Sweetheart Calico is in many ways this novel’s most overt engagement with gender-based violence and discrimination. Kidnapped by Klaus, she is drugged and forcibly transferred to the city against her will. There, she declines sharply and is shown to succumb to alcohol misuse and other self-destructive behavioral patterns. Although her character is meant to be a broader metaphor for the dangers of relocation policies, she also speaks to the inequality that Erdrich identifies in many romantic relationships in her community. Klaus sees Sweetheart Calico primarily through the framework of sexual desire. He observes, “She’s that sort of taut-bodied, fine boned woman who arouses instant lust” (121). In truth, Sweetheart Calico is seen by other people not as a figure who inspires lust, but one deeply rooted in myth and tradition. Because Klaus has a one-dimensional view of her, he misses identity clues that would help him to treat her with greater care and concern.
In addition to showing the way that women can be disempowered within their families and communities, Erdrich also creates a portrait of the way that women exhibit strength and resilience within their family structures. Every generation of the Roy and Shawano families contains strong female figures, from Other Side of the Earth to Rozin and Cecile. The legendary matriarchs of the family pass their knowledge down through the generations, and the women whose stories take place during contemporary times are able to make use of these family lessons as well as to thrive within society: Cecile and Rozin are both intelligent, educated, and committed to helping their communities, both through drug and addiction counseling and law. Through this commitment to depicting resilience alongside inequality, Erdrich argues that Indigenous women are able to overcome obstacles.
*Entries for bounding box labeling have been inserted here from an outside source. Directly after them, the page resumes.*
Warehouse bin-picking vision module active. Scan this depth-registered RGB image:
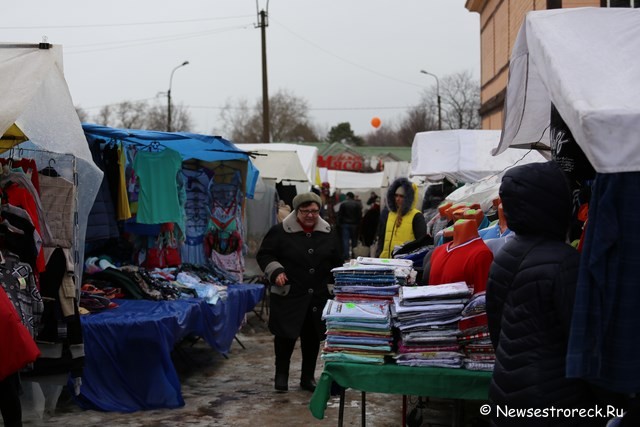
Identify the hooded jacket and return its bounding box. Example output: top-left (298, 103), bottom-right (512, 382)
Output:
top-left (376, 178), bottom-right (427, 258)
top-left (486, 162), bottom-right (596, 426)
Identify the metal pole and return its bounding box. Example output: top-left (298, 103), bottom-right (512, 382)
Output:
top-left (167, 61), bottom-right (189, 132)
top-left (420, 70), bottom-right (442, 130)
top-left (260, 10), bottom-right (271, 143)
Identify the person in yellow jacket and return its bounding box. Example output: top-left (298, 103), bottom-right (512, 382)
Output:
top-left (376, 178), bottom-right (427, 258)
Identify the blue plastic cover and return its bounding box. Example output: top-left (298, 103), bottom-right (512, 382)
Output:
top-left (76, 284), bottom-right (264, 412)
top-left (82, 123), bottom-right (259, 199)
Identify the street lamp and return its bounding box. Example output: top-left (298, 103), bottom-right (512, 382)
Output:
top-left (420, 70), bottom-right (442, 130)
top-left (167, 61), bottom-right (189, 132)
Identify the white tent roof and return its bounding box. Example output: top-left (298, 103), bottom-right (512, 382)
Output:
top-left (410, 129), bottom-right (546, 182)
top-left (235, 142), bottom-right (318, 185)
top-left (236, 149), bottom-right (309, 182)
top-left (327, 169), bottom-right (383, 193)
top-left (496, 8), bottom-right (640, 173)
top-left (0, 43), bottom-right (103, 288)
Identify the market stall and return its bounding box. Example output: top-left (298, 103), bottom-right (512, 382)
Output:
top-left (495, 8), bottom-right (640, 394)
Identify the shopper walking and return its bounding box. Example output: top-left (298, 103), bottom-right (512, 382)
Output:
top-left (256, 193), bottom-right (342, 391)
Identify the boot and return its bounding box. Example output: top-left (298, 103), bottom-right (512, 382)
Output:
top-left (300, 359), bottom-right (316, 393)
top-left (275, 372), bottom-right (289, 391)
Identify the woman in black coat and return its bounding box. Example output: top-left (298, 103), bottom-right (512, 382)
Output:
top-left (486, 162), bottom-right (603, 426)
top-left (256, 193), bottom-right (342, 391)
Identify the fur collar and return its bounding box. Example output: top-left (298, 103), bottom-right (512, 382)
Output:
top-left (282, 210), bottom-right (331, 233)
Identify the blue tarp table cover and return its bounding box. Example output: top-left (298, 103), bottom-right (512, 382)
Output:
top-left (82, 123), bottom-right (259, 199)
top-left (76, 284), bottom-right (264, 412)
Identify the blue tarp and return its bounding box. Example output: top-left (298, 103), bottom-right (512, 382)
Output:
top-left (77, 284), bottom-right (264, 412)
top-left (82, 123), bottom-right (259, 199)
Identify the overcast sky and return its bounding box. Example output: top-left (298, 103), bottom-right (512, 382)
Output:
top-left (0, 0), bottom-right (480, 142)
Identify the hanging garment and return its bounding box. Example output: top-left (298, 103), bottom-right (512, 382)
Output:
top-left (133, 148), bottom-right (182, 224)
top-left (0, 287), bottom-right (40, 381)
top-left (429, 237), bottom-right (493, 294)
top-left (205, 171), bottom-right (244, 281)
top-left (180, 168), bottom-right (211, 265)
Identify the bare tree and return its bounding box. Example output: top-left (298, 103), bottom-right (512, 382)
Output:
top-left (364, 123), bottom-right (399, 147)
top-left (220, 90), bottom-right (318, 143)
top-left (440, 71), bottom-right (480, 129)
top-left (145, 104), bottom-right (193, 132)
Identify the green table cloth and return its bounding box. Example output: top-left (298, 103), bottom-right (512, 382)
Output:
top-left (309, 362), bottom-right (492, 420)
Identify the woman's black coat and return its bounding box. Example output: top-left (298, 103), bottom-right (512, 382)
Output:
top-left (256, 211), bottom-right (342, 339)
top-left (486, 162), bottom-right (595, 425)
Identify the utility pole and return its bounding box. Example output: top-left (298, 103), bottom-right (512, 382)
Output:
top-left (420, 70), bottom-right (442, 130)
top-left (256, 0), bottom-right (271, 143)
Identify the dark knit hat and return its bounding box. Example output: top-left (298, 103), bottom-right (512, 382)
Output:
top-left (293, 192), bottom-right (322, 210)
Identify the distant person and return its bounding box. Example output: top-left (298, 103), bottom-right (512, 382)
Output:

Antelope Woman also engages with the gendered experience of Indigenous women within American society as a whole. Rozin and Cecile note the fraught position of women in a cultural landscape that is marked by both gendered violence and prevailing inequality. When Cally and Deanna go missing, the family worries that they will be kidnapped. They note that the girls could get “[t]rafficked up to Duluth to service the freighters” (173). This is an important piece of engagement with the lived experience of real-life Indigenous women in Minnesota: Duluth is an important international shipping port on Lake Superior, the largest freshwater lake in the world and part of a chain of Great Lakes that form a shipping channel all the way from Minnesota to the east coast. The trafficking of women and girls, many of them Indigenous, is a major issue in the area and remains a source of trauma and pain in Indigenous communities all over the upper Midwest. In depicting this, Erdrich sheds light on the problem as well as engages with the broader movement to address the national epidemic of missing and murdered Indigenous women: Indigenous women and girls go missing and are the victims of violent crime at a rate that far exceeds their numbers in the population.